The MarigoldDepthEstimation_v2 node is designed for diffusion-based monocular depth estimation, leveraging the Marigold model to generate depth maps from single images. This node focuses on enhancing the accuracy of depth predictions through iterative processing and ensemble techniques, offering customizable parameters for fine-tuning the depth estimation process.

Input types¶

Required¶

marigold_model
- Selects the specific Marigold model to be used for depth estimation, affecting the depth map's accuracy and appearance.
- Comfy dtype: MARIGOLDMODEL
- Python dtype: str
image
- The input image for which the depth map is to be estimated, serving as the basis for the depth estimation process.
- Comfy dtype: IMAGE
- Python dtype: torch.Tensor
seed
- Sets the seed for random number generation, ensuring reproducibility of the depth estimation.
- Comfy dtype: INT
- Python dtype: int
denoise_steps
- Specifies the number of steps per depth map, allowing users to balance between accuracy and processing time.
- Comfy dtype: INT
- Python dtype: int
ensemble_size
- Determines the number of depth maps to be ensembled into a single output, enhancing the depth estimation's accuracy.
- Comfy dtype: INT
- Python dtype: int
processing_resolution
- Defines the resolution at which the depth estimation process is performed, impacting the detail and quality of the depth map.
- Comfy dtype: INT
- Python dtype: int
scheduler
- Chooses the scheduler for the depth estimation process, influencing the final depth map's characteristics.
- Comfy dtype: COMBO[STRING]
- Python dtype: str
use_taesd_vae
- Determines whether to use the TAESD VAE model for depth estimation, potentially improving the quality of the depth map.
- Comfy dtype: BOOLEAN
- Python dtype: bool

Output types¶

image
- Comfy dtype: IMAGE
- Produces a depth map image, representing the estimated depth of the scene from a single input image.
- Python dtype: torch.Tensor

Usage tips¶

Infra type: GPU
Common nodes: unknown

Source code¶

class MarigoldDepthEstimation_v2:
    @classmethod
    def INPUT_TYPES(s):
        return {"required": {
            "marigold_model": ("MARIGOLDMODEL",),
            "image": ("IMAGE", ),
            "seed": ("INT", {"default": 123,"min": 0, "max": 0xffffffffffffffff, "step": 1}),
            "denoise_steps": ("INT", {"default": 4, "min": 1, "max": 4096, "step": 1}),
            "ensemble_size": ("INT", {"default": 3, "min": 1, "max": 4096, "step": 1}),
            "processing_resolution": ("INT", {"default": 768, "min": 64, "max": 4096, "step": 8}),
            "scheduler": (
            ["DDIMScheduler", "LCMScheduler",], 
            {
               "default": 'LCMScheduler'
            }),
            "use_taesd_vae": ("BOOLEAN", {"default": False}),
            },
            }

    RETURN_TYPES = ("IMAGE",)
    RETURN_NAMES =("image",)
    FUNCTION = "process"
    CATEGORY = "Marigold"
    DESCRIPTION = """
Diffusion-based monocular depth estimation:  
https://github.com/prs-eth/Marigold  

Uses Diffusers 0.28.0 Marigold pipelines.  
"""

    def process(self, marigold_model, image, seed, denoise_steps, processing_resolution, ensemble_size, scheduler, use_taesd_vae):
        try:
            from diffusers import AutoencoderTiny
        except:
            raise Exception("diffusers==0.28 is required for v2 nodes")
        batch_size = image.shape[0]
        device = model_management.get_torch_device()
        torch.manual_seed(seed)

        image = image.permute(0, 3, 1, 2).to(device)

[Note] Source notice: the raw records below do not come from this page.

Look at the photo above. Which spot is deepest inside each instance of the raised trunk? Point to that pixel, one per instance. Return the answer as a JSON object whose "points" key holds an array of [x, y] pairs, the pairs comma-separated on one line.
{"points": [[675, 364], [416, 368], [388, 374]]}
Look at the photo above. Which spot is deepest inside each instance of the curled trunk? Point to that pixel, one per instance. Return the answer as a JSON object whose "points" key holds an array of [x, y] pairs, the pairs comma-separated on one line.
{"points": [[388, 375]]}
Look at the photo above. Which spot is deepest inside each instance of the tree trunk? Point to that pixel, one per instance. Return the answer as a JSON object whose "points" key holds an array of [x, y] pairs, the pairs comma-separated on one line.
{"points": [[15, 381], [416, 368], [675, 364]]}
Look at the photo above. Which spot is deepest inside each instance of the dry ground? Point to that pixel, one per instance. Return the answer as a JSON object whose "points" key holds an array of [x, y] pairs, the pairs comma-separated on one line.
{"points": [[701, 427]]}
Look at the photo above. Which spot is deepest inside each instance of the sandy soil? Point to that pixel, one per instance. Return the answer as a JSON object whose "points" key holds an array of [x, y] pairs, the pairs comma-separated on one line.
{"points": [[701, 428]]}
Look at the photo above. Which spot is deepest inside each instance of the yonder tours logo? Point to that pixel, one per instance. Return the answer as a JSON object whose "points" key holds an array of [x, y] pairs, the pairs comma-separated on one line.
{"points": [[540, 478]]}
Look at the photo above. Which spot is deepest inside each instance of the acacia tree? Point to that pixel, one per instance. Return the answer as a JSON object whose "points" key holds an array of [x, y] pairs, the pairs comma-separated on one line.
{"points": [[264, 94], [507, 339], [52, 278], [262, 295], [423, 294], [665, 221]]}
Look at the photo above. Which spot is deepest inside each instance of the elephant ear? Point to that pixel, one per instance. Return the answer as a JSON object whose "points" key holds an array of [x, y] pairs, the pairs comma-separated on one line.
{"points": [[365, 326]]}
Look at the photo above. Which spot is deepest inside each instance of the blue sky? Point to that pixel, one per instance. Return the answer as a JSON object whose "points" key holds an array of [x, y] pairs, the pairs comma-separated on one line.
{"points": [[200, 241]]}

        pipeline = marigold_model['pipeline']
        pred_type = marigold_model['modeltype']

        if use_taesd_vae:
            pipeline.vae = AutoencoderTiny.from_pretrained("madebyollin/taesd", torch_dtype=torch.float16).to(device)

        pbar = comfy.utils.ProgressBar(batch_size)

        scheduler_kwargs = {
            DDIMScheduler: {
                "num_inference_steps": denoise_steps,
                "ensemble_size": ensemble_size,
            },
            LCMScheduler: {
                "num_inference_steps": denoise_steps,
                "ensemble_size": ensemble_size,
            },  
        }
        if scheduler == 'DDIMScheduler':
            pipe_kwargs = scheduler_kwargs[DDIMScheduler]
        elif scheduler == 'LCMScheduler':
            pipe_kwargs = scheduler_kwargs[LCMScheduler]

        generator = torch.Generator(device).manual_seed(seed)

        processed_out = []

        for i in range(batch_size):
            processed = pipeline(
                image[i],
                output_type = "pt",
                generator = generator,
                processing_resolution = processing_resolution,
                **pipe_kwargs
                )

            pbar.update(1)
            if pred_type == "normals":
                normals = pipeline.image_processor.visualize_normals(processed.prediction)
                normals_tensor = transforms.ToTensor()(normals[0])
                processed_out.append(normals_tensor)
            else:
                processed_out.append(processed[0])

        if pred_type == "normals":
            processed_out = torch.stack(processed_out, dim=0)
            processed_out = processed_out.permute(0, 2, 3, 1).cpu().float()
        else:
            processed_out = torch.cat(processed_out, dim=0)
            processed_out = processed_out.permute(0, 2, 3, 1).repeat(1, 1, 1, 3).cpu().float()
            processed_out = 1.0 - processed_out

        return (processed_out,)